The easter bunny began life as The German Hare - a symbol of fertility. Hare hunting was once a popular Easter pastime in parts of rural England. Image by ItsLassieTime

The Easter bunny began life as the German Hare – a symbol of fertility. Hare hunting was once a popular Easter pastime in parts of rural England. Image by ItsLassieTime

Easter Eggs and Bunnies

But according to Professor Hutton, there is justification for regarding Easter eggs and the Easter bunny as rooted in paganism. Christians justify eggs as an Easter treat because they were prohibited during Lent.

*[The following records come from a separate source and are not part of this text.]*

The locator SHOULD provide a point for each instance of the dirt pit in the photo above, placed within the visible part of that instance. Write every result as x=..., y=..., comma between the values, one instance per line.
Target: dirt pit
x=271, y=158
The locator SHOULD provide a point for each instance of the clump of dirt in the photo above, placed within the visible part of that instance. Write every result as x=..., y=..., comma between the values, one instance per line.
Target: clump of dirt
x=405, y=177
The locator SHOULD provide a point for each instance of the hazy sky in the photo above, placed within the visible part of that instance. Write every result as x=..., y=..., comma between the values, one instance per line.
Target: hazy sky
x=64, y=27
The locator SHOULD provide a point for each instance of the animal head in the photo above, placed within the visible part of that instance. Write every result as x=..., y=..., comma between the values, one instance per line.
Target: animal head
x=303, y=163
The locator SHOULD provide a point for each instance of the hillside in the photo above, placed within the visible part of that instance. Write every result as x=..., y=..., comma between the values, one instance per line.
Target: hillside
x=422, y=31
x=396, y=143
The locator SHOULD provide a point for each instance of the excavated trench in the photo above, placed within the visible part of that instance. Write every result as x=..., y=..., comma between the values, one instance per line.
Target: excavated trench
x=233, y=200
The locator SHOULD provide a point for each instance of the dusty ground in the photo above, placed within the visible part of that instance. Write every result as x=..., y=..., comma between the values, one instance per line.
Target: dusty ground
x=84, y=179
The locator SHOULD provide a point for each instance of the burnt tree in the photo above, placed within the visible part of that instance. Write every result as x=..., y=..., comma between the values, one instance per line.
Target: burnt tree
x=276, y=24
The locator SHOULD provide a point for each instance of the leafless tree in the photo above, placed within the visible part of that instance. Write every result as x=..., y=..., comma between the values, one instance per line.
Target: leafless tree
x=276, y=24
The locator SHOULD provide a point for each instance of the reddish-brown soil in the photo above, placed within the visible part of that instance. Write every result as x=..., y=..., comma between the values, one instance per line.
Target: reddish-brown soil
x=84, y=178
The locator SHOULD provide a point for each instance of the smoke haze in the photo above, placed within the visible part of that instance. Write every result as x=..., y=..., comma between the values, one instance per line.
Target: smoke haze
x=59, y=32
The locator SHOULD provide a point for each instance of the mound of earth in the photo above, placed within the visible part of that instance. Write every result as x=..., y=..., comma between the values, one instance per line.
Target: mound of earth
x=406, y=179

‘People all over the world, as far as China, have given eggs at spring festival as symbols of the season so the Lenten prohibition just absorbed that,’ said Professor Hutton.

And the Easter bunny?

‘The Easter bunny started out as the German Easter hare which may have pagan origins as the hare is a numinous animal [which possesses a strong religious quality] and clearly has a connection with spring,’ explained Professor Hutton, ‘but there is no evidence that takes the custom back more than a few hundred years.’

Easter: Christian or Pagan?

So, Easter’s timing is based around the Passover and although it cannot be linked to any particular pagan god or festival, it does contain some pagan practices relating to the celebration of spring.

Decoded Past asked Professor Hutton what he thinks about Easter: is it a Christian festival that supplanted pagan celebrations or is it a melding of various traditions in to one festival?

‘The latter,’ he said. ‘Easter is much less clearly directly based on previous pagan festivals than many other Christian holy days.’